The Volume Driver has also been optimized for performance. The locks in the write path have been revised in order to minimize their impact. More radical is the decision to remove the deduplication functionality from the Volume Driver in order to keep the size of the metadata of the volumes to a strict minimum. By removing the bytes reserved for the hash, we are capable of keeping all the metadata in RAM and push the performance across 1 million IOPS per host on decent hardware. For those who absolutely need deduplication there is still a version available of the Volume Driver which has support for deduplication.

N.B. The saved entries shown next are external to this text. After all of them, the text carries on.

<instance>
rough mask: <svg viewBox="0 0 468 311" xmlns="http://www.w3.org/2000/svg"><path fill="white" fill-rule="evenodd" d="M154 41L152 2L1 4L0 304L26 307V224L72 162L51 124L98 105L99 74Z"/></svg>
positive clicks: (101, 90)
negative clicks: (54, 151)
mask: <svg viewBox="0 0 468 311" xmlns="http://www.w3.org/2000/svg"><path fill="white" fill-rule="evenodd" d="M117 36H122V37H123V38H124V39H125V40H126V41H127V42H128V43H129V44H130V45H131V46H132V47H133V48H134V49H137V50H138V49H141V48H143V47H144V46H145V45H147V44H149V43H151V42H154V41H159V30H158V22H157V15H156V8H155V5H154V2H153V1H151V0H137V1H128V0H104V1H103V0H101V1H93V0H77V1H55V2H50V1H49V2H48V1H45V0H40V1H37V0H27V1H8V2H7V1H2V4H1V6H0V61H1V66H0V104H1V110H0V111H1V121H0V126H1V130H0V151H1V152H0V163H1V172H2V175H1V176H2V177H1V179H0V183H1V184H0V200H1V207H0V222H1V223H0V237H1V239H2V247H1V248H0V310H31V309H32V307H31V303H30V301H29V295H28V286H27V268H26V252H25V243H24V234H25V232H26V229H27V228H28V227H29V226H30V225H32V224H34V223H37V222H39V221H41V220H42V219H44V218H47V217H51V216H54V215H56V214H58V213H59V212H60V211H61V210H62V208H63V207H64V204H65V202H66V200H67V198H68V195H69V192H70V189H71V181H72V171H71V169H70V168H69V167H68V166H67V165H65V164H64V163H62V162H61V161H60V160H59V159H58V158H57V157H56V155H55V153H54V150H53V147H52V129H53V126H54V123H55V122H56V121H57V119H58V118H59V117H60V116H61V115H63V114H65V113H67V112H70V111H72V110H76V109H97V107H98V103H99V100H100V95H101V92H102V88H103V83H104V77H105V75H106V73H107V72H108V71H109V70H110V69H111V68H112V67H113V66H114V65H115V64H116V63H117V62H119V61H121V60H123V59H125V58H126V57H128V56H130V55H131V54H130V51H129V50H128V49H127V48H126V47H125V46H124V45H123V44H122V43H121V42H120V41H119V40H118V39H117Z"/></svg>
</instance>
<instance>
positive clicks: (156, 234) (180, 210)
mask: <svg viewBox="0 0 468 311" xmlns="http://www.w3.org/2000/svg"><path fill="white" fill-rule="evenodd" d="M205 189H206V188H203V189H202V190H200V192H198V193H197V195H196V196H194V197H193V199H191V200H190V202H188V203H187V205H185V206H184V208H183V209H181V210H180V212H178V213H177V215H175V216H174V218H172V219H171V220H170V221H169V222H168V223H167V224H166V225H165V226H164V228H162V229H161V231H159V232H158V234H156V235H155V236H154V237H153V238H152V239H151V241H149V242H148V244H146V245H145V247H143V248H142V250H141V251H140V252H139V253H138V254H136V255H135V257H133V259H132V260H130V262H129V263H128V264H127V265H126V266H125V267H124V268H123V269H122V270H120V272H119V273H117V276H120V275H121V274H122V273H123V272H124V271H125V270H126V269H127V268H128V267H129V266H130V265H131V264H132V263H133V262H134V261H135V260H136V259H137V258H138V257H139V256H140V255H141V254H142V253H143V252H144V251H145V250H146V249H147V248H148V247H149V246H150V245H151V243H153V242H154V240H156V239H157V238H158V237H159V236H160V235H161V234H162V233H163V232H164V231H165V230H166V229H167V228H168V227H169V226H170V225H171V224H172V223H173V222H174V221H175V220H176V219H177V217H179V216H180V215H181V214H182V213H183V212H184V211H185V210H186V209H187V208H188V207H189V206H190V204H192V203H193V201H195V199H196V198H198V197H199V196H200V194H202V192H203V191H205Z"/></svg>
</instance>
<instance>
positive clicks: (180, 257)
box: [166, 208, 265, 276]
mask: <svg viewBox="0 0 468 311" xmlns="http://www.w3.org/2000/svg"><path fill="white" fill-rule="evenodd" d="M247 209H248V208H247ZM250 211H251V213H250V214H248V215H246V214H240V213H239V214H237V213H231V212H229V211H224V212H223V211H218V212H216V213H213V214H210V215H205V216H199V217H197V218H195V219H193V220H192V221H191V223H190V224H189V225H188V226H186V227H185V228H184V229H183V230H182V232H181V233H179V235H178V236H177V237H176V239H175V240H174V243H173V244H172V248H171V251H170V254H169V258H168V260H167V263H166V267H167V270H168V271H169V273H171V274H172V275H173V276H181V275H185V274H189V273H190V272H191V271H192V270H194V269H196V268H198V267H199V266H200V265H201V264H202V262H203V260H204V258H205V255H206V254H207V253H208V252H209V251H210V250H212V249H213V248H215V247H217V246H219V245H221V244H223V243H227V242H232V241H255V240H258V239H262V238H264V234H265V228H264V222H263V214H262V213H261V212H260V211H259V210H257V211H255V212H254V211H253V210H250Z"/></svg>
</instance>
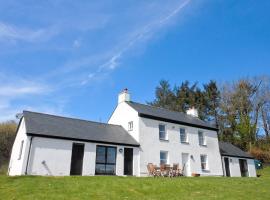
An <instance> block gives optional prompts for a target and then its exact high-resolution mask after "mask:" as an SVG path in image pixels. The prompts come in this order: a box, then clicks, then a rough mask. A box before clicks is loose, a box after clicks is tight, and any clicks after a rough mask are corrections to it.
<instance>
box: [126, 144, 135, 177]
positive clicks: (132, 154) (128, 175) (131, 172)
mask: <svg viewBox="0 0 270 200" xmlns="http://www.w3.org/2000/svg"><path fill="white" fill-rule="evenodd" d="M124 175H128V176H132V175H133V149H132V148H125V150H124Z"/></svg>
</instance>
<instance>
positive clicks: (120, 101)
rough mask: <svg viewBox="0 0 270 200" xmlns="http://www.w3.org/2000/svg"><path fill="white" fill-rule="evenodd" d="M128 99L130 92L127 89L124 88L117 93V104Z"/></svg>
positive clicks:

With the breakthrough of RDMA, the network bottleneck is removed and network latency is brought down to a couple of microseconds. Open vStorage makes use of the possibilities RDMA offers to implement a shared cache layer. To achieve this it is now possible to create an ALBA backend out of NVMe or SSD devices. This layer acts as a local, within a single datacenter, cache layer in front of an SATA ALBA backend, the capacity tier, which is spread across multiple datacenters.
This means all SSDs in a single datacenter devise a shared cache for the data of that datacenter. This minimizes the impact of an SSD failure and removes the cold cache effect when moving a volume between hosts. In order to minimize the impact of a single disk failure we introduced the NC-ECC (Network and Clustered Error Correction Codes) algorithm. This algorithm can be compared with solving a Sudoku puzzle. Each SCO, a collection of consecutive writes, is chopped up in chunks. All these chunks are distributed across all the nodes and datacenters in the cluster. The total amount of chunks can be configured but allows for example to recover from a multi node failure or a complete datacenter loss. A failure, whether it is a disk, node or datacenter will cross out some numbers from the complete Sudoku puzzle but as long as you have enough numbers left, you can still solve the puzzle. The same goes for data stored with Open vStorage: as long as you have enough chunks (disk, nodes or datacenters) left, you can always recover the data. The NC-ECC algorithm is based on forward error correction codes and is further optimized for usage within a multi-datacenter approach. When there is a disk or node failure, additional chunks will be created using only data from within the same datacenter. This ensures the bandwidth between datacenters isn’t stressed in case of a simple disk failure.

By splitting up the Edge, the Volume Driver, the cache layer and the capacity tier, you have the ultimate flexibility to build the storage cluster of your needs. You can run everything on the same server, hyperconverged, or you can install each component on a dedicated server to maximize scalability and performance.

The first alpha version of Fargo is now available on the repo.